On a chilly, midwinter afternoon at Esperanza High School, the No. 1 soccer team in the CIF Southern Section's 3-A division is on the practice field, hard at work, playing . . . volleyball?
It's all part of the coaching system of John Coppage, and it's a system that has produced one of Southern California's most successful programs.
Coppage says his system of set plays and team tactics, coupled with weekly respites of volleyball or flag football during practice, has helped make the team better.
"We're a little unorthodox," Coppage said. "Once a week, we usually play a little volleyball or flag football. We're in an eight-team league and it's a long season. They've already played about 20 games, not counting the summer league. You've got to give them a break once in a while."
But other than giving the players a break, just how does volleyball help a soccer team?
"It's fun, but you're still learning," defender Louis Cabral said. "You see, we have this problem of calling for the ball. The volleyball helps us with that because when the ball is in the air, you've got to call for it."
The Coppage method is different, players and coaches say, and it works.
Roger Bryant, coach of South Torrance and president of the Southern California Soccer Coaches Assn., said he has seen similar methods work with other teams.
"I once had a team come in and play us that hadn't touched a soccer ball in a week," he said. "They blew us out because they were so hungry. I guess for them, it's unusual, but successful."
The Aztecs haven't lost in 46 games (a 42-0-4 record). They've won 42 straight Empire League games and set Southern Section-record lows for goals allowed in a regular season (8) and in league play (5).
This season, league champion Esperanza is looking for its first 3-A championship. It plays Ganesha at home in today's playoff opener. The Aztecs are 20-0-2 overall (12-0-2 in league).
Coppage is 62-2-6 since taking over the program three years ago, after coaching many of the same players in youth and club soccer programs. He credits his system as the key to Esperanza's success.
"This team never finished above .500 or made the playoffs before I came here," he said. (The Aztecs' soccer program is nine years old). "A lot of our success is based simply on systems and tactics. We're not just playing kickball out there.
"Let's say we get the ball to the midfielder on the right side, that sets the whole thing in motion. Everybody knows his role and where he should be at that point, rather than just running up and down the field."
Ed Quigley, the Aztecs' team captain, said Coppage teaches a more disciplined game than most coaches.
"It's more in-depth than other coaches I've had," he said. "We know exactly what we're supposed to do and where we're supposed to be at all times. It's much more organized."
Bryant isn't ready to adopt the techniques, but he can't argue with their results.
"It's phenomenal what he has been able to do over there, but I think they (set plays) are a waste of time," he said. "Most coaches don't devote an awful lot of time to them because it's beyond the comprehension of a lot of players and the game is so unpredictable."
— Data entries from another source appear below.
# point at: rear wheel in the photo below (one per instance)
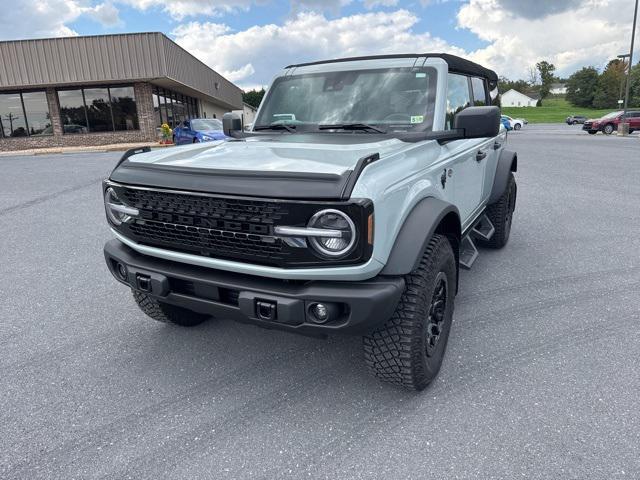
(408, 349)
(501, 215)
(166, 313)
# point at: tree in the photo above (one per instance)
(504, 85)
(634, 87)
(608, 89)
(581, 87)
(253, 97)
(545, 69)
(533, 75)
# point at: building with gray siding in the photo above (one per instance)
(103, 89)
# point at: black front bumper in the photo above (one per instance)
(354, 307)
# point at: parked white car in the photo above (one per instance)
(516, 123)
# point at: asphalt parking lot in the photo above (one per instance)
(541, 378)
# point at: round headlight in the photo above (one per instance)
(337, 245)
(117, 211)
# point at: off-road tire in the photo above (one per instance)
(397, 351)
(165, 313)
(501, 215)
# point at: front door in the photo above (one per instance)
(466, 172)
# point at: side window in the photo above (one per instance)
(458, 97)
(479, 88)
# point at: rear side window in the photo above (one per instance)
(458, 97)
(479, 88)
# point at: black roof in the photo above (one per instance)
(456, 64)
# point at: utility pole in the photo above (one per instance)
(633, 36)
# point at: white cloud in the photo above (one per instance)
(566, 34)
(254, 55)
(369, 4)
(106, 14)
(180, 9)
(35, 18)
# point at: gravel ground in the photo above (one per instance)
(541, 377)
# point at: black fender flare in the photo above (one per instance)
(430, 215)
(507, 163)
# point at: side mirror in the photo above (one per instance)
(232, 124)
(478, 122)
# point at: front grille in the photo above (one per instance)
(232, 228)
(206, 241)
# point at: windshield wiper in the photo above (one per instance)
(277, 126)
(351, 126)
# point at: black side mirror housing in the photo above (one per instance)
(478, 122)
(232, 124)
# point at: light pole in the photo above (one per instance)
(633, 36)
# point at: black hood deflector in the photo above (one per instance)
(280, 185)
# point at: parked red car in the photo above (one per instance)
(609, 123)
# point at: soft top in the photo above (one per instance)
(456, 64)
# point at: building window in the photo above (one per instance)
(458, 97)
(104, 109)
(98, 109)
(24, 114)
(172, 108)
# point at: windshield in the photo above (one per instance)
(398, 98)
(207, 124)
(612, 115)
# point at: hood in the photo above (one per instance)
(212, 133)
(279, 166)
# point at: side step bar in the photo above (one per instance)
(482, 229)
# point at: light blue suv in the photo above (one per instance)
(362, 187)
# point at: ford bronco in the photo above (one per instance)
(362, 187)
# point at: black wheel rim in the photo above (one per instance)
(437, 315)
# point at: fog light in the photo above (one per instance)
(320, 313)
(122, 271)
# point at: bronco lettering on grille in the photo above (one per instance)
(204, 222)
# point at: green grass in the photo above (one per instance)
(553, 110)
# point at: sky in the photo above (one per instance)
(248, 41)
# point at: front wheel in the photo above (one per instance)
(408, 349)
(166, 313)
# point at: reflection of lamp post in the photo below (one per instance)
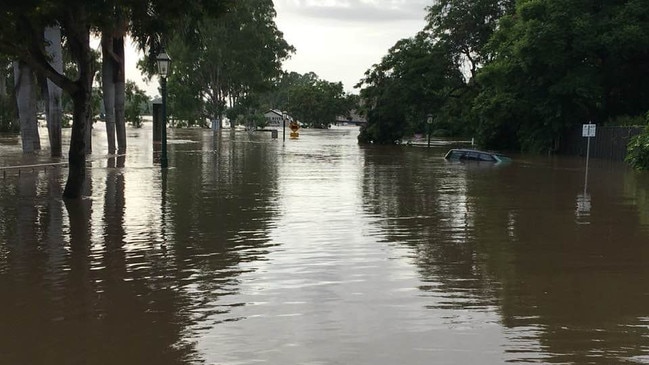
(284, 116)
(164, 65)
(429, 121)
The 46- and 42-game unbeaten streaks are considered unofficial Southern Section records because such marks have never been kept, according to Southern Section spokesman Scott Cathcart. Only a consecutive victory streak of 38, set by San Gabriel between 1970 and 1973 is recognized. (Esperanza has won four straight.)
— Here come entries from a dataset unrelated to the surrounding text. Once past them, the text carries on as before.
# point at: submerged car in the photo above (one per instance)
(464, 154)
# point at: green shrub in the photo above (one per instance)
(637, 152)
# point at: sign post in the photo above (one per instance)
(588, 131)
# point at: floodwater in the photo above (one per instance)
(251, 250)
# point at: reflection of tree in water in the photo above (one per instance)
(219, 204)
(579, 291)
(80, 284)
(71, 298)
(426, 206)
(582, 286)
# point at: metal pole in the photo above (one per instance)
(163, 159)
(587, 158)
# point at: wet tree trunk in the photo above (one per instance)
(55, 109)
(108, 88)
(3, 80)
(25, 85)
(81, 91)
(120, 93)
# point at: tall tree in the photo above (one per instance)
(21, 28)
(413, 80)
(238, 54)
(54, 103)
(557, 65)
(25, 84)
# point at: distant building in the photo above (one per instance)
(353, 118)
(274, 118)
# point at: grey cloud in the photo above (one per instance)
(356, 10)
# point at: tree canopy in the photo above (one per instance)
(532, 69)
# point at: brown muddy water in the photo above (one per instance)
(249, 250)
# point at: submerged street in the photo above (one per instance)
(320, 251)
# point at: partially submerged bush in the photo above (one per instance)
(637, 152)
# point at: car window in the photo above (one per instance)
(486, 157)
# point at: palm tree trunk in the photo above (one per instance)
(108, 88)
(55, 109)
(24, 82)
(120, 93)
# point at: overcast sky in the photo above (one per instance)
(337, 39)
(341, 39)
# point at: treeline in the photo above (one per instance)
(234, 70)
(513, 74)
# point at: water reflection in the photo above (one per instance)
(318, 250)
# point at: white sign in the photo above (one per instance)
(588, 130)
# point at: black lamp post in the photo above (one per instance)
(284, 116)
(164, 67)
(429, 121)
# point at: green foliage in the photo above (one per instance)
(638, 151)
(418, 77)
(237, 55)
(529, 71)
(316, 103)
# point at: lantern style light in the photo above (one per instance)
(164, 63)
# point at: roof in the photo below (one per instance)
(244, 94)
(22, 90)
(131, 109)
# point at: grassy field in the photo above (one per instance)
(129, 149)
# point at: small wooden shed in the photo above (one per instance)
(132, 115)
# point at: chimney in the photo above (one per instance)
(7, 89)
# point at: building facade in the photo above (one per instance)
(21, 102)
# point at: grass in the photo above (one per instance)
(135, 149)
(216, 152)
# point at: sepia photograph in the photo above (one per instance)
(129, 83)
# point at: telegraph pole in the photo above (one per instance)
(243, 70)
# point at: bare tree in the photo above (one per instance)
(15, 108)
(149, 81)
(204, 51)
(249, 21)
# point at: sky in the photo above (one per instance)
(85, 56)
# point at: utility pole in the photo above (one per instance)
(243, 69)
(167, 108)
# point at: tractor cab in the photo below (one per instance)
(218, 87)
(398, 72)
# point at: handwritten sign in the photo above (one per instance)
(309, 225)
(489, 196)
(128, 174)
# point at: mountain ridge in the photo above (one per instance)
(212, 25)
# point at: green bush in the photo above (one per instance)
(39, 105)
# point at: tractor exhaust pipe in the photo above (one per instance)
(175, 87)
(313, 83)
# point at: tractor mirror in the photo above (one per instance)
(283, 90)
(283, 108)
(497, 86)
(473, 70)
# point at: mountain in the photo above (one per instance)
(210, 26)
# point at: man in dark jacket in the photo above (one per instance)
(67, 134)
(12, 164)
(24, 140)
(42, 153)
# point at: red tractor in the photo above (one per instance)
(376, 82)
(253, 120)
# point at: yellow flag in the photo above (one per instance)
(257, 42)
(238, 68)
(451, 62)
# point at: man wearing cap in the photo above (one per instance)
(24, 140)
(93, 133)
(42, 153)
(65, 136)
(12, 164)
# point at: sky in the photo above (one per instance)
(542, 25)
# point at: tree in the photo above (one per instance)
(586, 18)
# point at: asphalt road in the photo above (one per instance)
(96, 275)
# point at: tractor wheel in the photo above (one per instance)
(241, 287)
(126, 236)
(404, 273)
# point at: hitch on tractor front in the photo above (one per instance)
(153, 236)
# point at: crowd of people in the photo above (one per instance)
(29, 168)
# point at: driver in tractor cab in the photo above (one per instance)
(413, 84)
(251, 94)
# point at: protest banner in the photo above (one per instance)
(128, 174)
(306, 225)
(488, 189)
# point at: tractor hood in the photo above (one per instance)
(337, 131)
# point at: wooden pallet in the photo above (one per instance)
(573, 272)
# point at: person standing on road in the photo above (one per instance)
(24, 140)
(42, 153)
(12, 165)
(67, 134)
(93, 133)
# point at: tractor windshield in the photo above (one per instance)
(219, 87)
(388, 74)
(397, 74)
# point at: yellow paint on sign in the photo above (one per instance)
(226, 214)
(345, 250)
But there's nothing unofficial about the records to Coppage, who thinks the competition in the section has improved so much over the years that it's virtually impossible for a team to go unbeaten and untied for an extended period.
"It's beyond the realm of possibility," he said. "It's inconceivable the way things are now. Ties are just a part of the game."
Ties even become part of the game when one team beats another. According to Southern Section rules, games won on penalty kicks in overtime are considered ties, but if it happens in a tournament such as the playoffs, the penalty-kick winner advances.
The players also think the coach's personality is a key part of the system.
"He motivates us," Quigley said. "That's the biggest thing, just the way he pushes you, the constructive criticism."
Said Coppage: "I'm a vociferous guy. I yell out there. But am I a Bobby Knight? No. I guess I'm more like a John Madden."
Said Cabral: "He always has negative remarks during the game. It makes me mad when I hear them, and it makes me want to play better."
Added Quigley: "When we're doing bad he tells us. He really tells us. I can remember the Los Alamitos game this year, we were tied (1-1) at the half and he really dug into us at halftime. It got a lot of guys mad. We were so pumped up, we went out there and scored four goals and blew them out."
Coppage's coaching has helped develop some of his players into top college soccer prospects as well.
Heading to NCAA Division I programs this year are: Quigley (UCLA or UC Irvine), Chris Coscino (USC), Ken Georgy (Navy) and Paul Cieslek and Joe Andrulatis (Cal State Fullerton).
And if Coppage and Esperanza keep it up, they may wind up producing a few college volleyball prospects and some pretty good flag football players as well.